L'hyper contrôle, l'hyper activité, c'est ma manière d'exister, de conquérir une identité. C'est une véritable domination de l'esprit sur le corps. Et en la matière, je ne donne guère dans la modération. Quand j'ai commencé quelque chose, je ne sais plus trop ensuite m'arrêter. Dans tout ce que je fais, j'ai tendance à être excessive.
Je me dis souvent que, d'une certaine manière, je suis un pur produit du système d'enseignement français au cours des études supérieures. J'ai pu comprendre ça comparativement à d'autres pays. On vous enseigne d'abord, en France, la pensée abstraite et à construire une argumentation raisonnée. C'est formidable mais ça n'est pas sans conséquence. Je crois que j'ai réussi à piger à peu près la mécanique mais c'est vrai qu'à ce régime, vous êtes rapidement vidé de toute expression affective. On devient vite désincarné, très abstrait, raisonneur et finalement d'un ennui mortel tellement on est stéréotypé.
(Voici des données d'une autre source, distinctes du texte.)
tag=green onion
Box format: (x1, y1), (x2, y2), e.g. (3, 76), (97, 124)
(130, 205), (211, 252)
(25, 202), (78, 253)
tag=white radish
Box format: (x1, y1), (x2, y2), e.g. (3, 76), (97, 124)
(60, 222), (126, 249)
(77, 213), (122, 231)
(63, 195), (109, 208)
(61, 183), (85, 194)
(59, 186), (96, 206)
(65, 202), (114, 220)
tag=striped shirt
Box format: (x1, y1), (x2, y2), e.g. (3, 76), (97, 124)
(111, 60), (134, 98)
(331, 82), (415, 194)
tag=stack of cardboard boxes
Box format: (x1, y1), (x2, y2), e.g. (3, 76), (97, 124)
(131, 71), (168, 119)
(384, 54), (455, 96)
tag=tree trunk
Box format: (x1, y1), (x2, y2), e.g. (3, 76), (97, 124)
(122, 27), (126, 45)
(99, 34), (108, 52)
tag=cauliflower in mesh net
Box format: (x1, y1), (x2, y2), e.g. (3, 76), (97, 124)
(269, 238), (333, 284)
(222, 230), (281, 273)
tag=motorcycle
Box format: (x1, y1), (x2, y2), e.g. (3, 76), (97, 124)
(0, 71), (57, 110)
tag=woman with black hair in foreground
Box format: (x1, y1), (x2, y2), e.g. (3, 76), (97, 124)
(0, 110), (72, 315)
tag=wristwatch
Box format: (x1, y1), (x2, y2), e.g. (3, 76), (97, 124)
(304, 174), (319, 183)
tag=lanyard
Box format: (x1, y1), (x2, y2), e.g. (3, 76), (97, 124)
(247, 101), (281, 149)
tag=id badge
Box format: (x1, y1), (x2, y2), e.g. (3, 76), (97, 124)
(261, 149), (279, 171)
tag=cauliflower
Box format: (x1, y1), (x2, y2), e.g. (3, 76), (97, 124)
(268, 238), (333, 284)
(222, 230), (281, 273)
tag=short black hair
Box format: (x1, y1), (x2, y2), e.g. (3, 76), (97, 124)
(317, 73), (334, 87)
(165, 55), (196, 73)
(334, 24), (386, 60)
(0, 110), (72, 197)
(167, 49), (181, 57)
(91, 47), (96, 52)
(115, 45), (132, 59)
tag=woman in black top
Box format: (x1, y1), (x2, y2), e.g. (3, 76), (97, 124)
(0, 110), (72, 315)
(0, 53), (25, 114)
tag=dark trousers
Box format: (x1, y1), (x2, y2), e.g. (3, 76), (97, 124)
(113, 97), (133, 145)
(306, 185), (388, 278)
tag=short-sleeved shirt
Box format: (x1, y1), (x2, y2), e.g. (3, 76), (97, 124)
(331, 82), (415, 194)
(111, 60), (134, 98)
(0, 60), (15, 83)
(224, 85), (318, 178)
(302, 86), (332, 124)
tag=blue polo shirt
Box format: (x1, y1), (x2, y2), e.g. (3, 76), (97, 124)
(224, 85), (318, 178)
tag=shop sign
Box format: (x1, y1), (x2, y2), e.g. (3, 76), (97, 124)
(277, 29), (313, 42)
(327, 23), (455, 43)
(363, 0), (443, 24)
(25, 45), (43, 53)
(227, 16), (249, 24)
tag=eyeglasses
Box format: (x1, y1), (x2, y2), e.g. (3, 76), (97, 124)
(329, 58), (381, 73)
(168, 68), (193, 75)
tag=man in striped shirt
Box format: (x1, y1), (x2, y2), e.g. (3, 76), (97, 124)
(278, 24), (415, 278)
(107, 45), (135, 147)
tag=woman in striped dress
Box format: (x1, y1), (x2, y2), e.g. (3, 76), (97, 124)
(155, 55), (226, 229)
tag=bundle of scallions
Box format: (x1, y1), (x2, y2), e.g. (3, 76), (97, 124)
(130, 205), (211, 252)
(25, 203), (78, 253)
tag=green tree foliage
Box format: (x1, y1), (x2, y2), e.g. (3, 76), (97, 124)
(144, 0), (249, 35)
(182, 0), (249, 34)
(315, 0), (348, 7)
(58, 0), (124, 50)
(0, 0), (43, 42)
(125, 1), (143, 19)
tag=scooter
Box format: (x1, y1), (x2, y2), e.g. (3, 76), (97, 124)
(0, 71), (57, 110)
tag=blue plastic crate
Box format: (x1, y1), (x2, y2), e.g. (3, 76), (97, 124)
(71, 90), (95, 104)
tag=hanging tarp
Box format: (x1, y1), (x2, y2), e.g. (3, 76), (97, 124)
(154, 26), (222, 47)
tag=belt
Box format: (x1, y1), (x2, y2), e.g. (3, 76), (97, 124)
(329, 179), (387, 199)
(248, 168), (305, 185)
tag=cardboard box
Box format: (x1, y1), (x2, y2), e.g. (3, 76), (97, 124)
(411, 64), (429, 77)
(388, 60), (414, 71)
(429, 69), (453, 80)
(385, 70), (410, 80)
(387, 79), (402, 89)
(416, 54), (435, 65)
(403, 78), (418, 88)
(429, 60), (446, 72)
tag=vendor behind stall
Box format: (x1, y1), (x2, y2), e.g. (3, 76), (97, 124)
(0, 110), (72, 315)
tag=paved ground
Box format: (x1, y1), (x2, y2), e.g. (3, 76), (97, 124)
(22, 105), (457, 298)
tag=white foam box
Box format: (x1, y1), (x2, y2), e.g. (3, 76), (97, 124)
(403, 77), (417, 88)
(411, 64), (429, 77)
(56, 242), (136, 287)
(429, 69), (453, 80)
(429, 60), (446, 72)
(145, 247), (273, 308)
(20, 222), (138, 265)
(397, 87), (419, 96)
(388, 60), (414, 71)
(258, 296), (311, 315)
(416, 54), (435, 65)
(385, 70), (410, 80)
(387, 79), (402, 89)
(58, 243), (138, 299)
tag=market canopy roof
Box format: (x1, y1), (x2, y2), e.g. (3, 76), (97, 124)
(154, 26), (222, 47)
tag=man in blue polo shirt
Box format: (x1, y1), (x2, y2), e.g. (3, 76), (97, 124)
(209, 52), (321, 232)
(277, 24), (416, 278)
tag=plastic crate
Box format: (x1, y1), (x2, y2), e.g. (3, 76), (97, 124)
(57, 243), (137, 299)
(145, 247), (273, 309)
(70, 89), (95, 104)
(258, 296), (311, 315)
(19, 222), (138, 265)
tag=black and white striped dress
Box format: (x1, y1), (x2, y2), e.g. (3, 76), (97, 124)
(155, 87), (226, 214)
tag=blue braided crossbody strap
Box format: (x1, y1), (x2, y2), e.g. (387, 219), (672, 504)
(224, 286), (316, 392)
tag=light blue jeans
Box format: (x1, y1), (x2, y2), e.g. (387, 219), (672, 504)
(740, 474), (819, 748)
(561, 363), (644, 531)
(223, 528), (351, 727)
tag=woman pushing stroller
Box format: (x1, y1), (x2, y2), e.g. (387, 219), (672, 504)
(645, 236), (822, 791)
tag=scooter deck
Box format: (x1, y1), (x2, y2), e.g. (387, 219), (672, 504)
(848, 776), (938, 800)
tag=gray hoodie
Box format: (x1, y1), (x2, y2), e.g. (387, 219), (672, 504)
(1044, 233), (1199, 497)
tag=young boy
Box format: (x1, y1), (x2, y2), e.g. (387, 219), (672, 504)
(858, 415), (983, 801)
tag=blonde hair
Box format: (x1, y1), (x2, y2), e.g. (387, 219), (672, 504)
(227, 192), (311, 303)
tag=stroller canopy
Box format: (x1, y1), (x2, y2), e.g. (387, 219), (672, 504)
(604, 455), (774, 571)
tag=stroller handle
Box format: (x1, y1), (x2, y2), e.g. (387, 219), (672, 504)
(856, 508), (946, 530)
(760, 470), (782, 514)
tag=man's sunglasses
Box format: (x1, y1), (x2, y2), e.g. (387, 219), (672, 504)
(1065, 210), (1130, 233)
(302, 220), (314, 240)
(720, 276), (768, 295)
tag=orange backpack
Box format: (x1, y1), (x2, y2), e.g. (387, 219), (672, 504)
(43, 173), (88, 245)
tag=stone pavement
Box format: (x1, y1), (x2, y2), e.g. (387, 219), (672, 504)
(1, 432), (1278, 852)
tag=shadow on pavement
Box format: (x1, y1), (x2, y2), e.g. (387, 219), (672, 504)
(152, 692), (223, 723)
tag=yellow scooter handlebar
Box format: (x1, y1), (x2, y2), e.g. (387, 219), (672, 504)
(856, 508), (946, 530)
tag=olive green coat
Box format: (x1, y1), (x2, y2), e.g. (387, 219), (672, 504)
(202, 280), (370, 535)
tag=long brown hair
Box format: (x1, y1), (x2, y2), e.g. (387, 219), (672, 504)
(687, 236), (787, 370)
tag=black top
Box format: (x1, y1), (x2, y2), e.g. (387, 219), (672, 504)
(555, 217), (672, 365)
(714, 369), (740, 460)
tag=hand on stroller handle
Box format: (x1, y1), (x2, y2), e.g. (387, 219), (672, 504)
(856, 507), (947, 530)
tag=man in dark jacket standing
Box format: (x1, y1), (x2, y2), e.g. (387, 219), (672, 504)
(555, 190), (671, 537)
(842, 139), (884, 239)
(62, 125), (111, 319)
Je me rends compte des dégâts sur moi-même. Je crois que je sais à peu près rédiger une dissertation ou une note technique à toute allure. Mais s'il fallait écrire un roman ou, pire, de la poésie, ce serait une véritable catastrophe. De l'émotion, de l'affectivité, je ne sais plus si j'en ai beaucoup.
Je suis donc très "construite", pleine de manies et de principes. Ca ne rigole donc pas vraiment avec moi. Un type cool et relâché, il est éjecté en cinq minutes. Mais je ne crois pas non plus être conventionnelle. Ce que je déteste, en fait, c'est la normalité. Les gens que j'aime, ce sont ceux qui savent sortir des sentiers battus à force d'audace de curiosité et de persévérance. Parvenir à se frayer un chemin propre, ça a tout de même certaines exigences.
Tableaux de Michal SWIDER (1962-2019), peintre polonais.
Dans le prolongement de ce post, mes conseils hebdomadaires:
- Anne AKRICH : "Le sexe des femmes - Fragments d'un discours belliqueux". Les bouquins féministes, je trouve ça d'un ennui mortel tellement c'est radoteur et vindicatif. Mais j'ai été étonnée par ce livre complétement iconoclaste, très drôle et à l'écriture abrasive. A offrir à son copain et à sa copine.
- Solène CHALVON-FIORITI : "La femme qui s'est éveillée - Une histoire afghane". Voici enfin un livre qui évoque, de manière très concrète, le vécu mental de jeunes étudiantes Afghanes au cours de cette dernière décennie. L'auteur, correspondante de Radio France, Arte, RFI, a une remarquable expérience du terrain en Afghanistan et au Pakistan. On découvre surtout un pays infiniment plus moderne que les images habituellement diffusées.
- Eva IONESCO : "Les enfants de la nuit". Sa mère Irina, photographe autrefois renommée mais aujourd'hui très controversée, vient de mourir. Eva a consacré, en 2017, un très beau livre ("Innocence", Le livre de poche) à son enfance-adolescence et à sa mère. Je le recommande particulièrement. "Les enfants de la nuit" est également magnifique, rythmé par une grande qualité d'écriture. Le roman d'éducation/initiation d'une jeune fille dans le Paris des années 70 en compagnie de celui qui deviendra le célébrissime grand chausseur, Christian Louboutin.